The Pessimist: If we are easing off the war on drugs, it is because we are admitting defeat. Drug overdoses have passed car crashes as the leading cause of accidental death, and we are losing whole communities to the ravages of crystal meth and prescription opiates. Meanwhile, avant garde chemists create new drugs faster than governments can ban them, and some of them will no doubt be worse than anything we have ever seen before.

The Optimist: rapid medical progress is continuing, and the great biochemical knowledge we have spent billions accumulating is finally starting to yield real dividends. New treatments for cancer are very promising, as are new drugs for depression.We are also figuring out that a lot of 20th century medicine did no good, and the savings from doing fewer coronary bypasses and knee repairs can be put to better use.

The Pessimist: the decline in vaccinations is bringing back diseases that we had nearly eliminated. This proves a general rule: whenever we develop a technology that ought to make us safer, human stupidity will cancel out the gains. We need better drugs for heart disease just to fix the harm done by sitting around all day eating potato chips. And if we do manage to live longer, that will just put more strain on Social Security and Medicare, which we already can't afford.

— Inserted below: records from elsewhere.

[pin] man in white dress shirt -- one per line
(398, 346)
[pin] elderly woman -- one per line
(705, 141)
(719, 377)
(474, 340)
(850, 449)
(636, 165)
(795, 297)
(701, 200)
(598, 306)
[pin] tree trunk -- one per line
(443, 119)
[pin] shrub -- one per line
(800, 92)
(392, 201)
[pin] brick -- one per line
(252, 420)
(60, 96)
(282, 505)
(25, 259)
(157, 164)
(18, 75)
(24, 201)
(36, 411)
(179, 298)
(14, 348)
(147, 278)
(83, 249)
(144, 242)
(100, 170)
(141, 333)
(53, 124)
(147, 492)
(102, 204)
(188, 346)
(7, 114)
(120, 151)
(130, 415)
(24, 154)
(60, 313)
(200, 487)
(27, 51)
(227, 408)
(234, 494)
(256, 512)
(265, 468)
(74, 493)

The Optimist: biology is on the verge of great breakthroughs that will transform our world, especially in genetics. In a decade we will start bringing extinct species back from oblivion; in 50 years we will be designing animals to order.

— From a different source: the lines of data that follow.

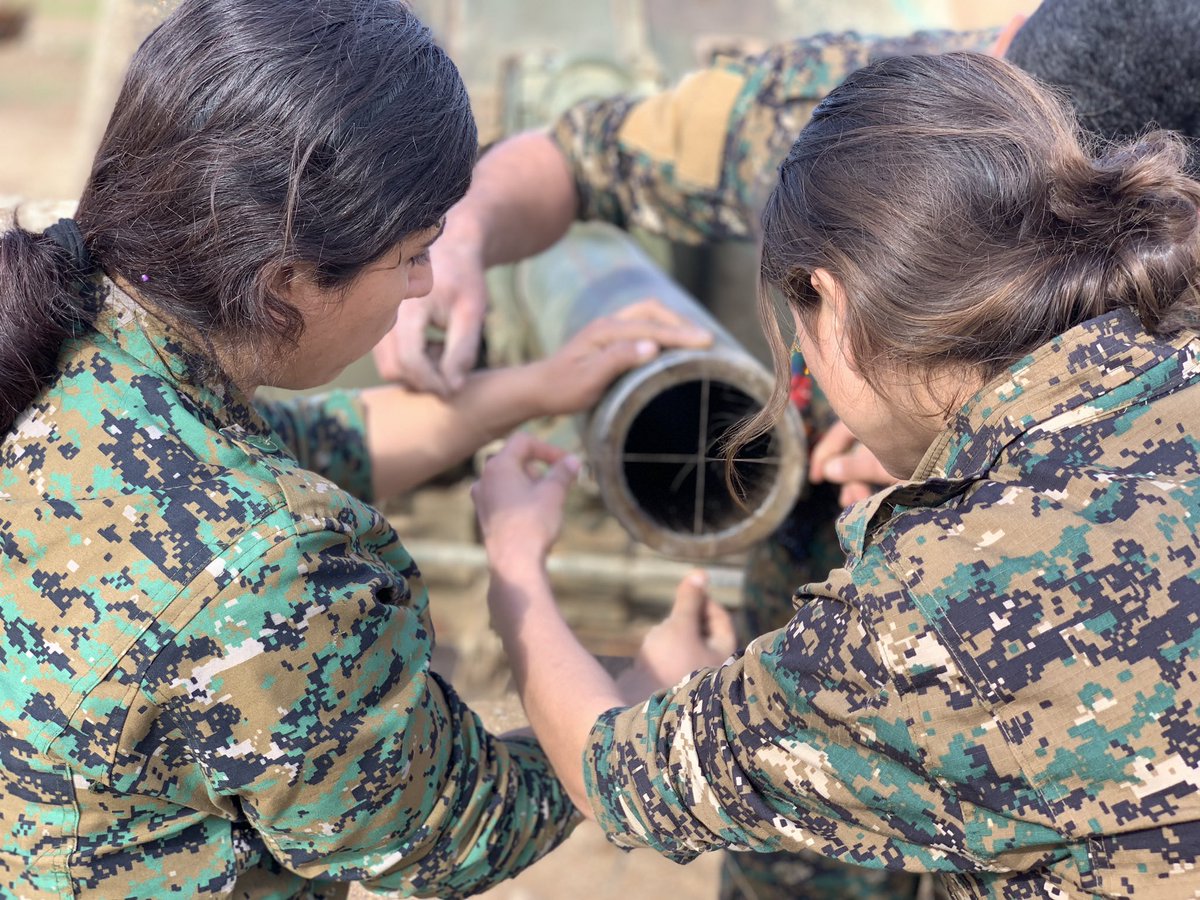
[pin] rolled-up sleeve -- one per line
(697, 161)
(327, 435)
(849, 732)
(303, 690)
(661, 162)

The Pessimist: great, purple catdogs and miniature llamas. Meanwhile we are destroying the world's remaining wild places, cutting down its forests, emptying the oceans. Will anything we make be as wonderful as what we have destroyed?

The Optimist: Meat will be grown in vats, ending the abuse of farm animals.

The Pessimist: Yum.

The Optimist: science is remaking our world and freeing our minds from ancient superstitions. As our machines reach toward the stars, our understanding comes to encompass the universe and our place in it. Religion is declining, rationality increasing. Freed from the ancient constructs of patriarchy and ethnic hatred, empowered by robotic servants and instant access to information, we will create new societies where people are truly free to shape their own lives.

The Pessimist: for some people, science is exciting; for others it is frightening. This applies not just to Bible Belt conservatives, but to stylish Europeans upset about "frankenfood." The waning of tradition has led to faddish obsessions rather than philosophical creativity. Without gods to adore, people worship celebrities; without temples, they mount arcane rites in stadiums and concert halls. The freedom to create our own careers has led mainly to anxiety and a nagging sense of failure. So far the main political products of atheism have been communism and libertarianism, and this points to how successful people without traditional guidance would be at constructing their own societies.

The Optimist: in fifty years we will all be much richer and more free than we are today, and with that freedom and power we will build new human networks to spread knowledge, work for a better planet, and create a more human world.

The Pessimist: maybe our contact lens computers and purple catdogs will be cool enough to distract us from the steady erosion of meaning and purpose in life, the loss of real connections between humans, the collapse of community, the woes of the drugged out underclass, and the vast distance between the masses and the billionaires who take vacations on Mars. But I doubt it.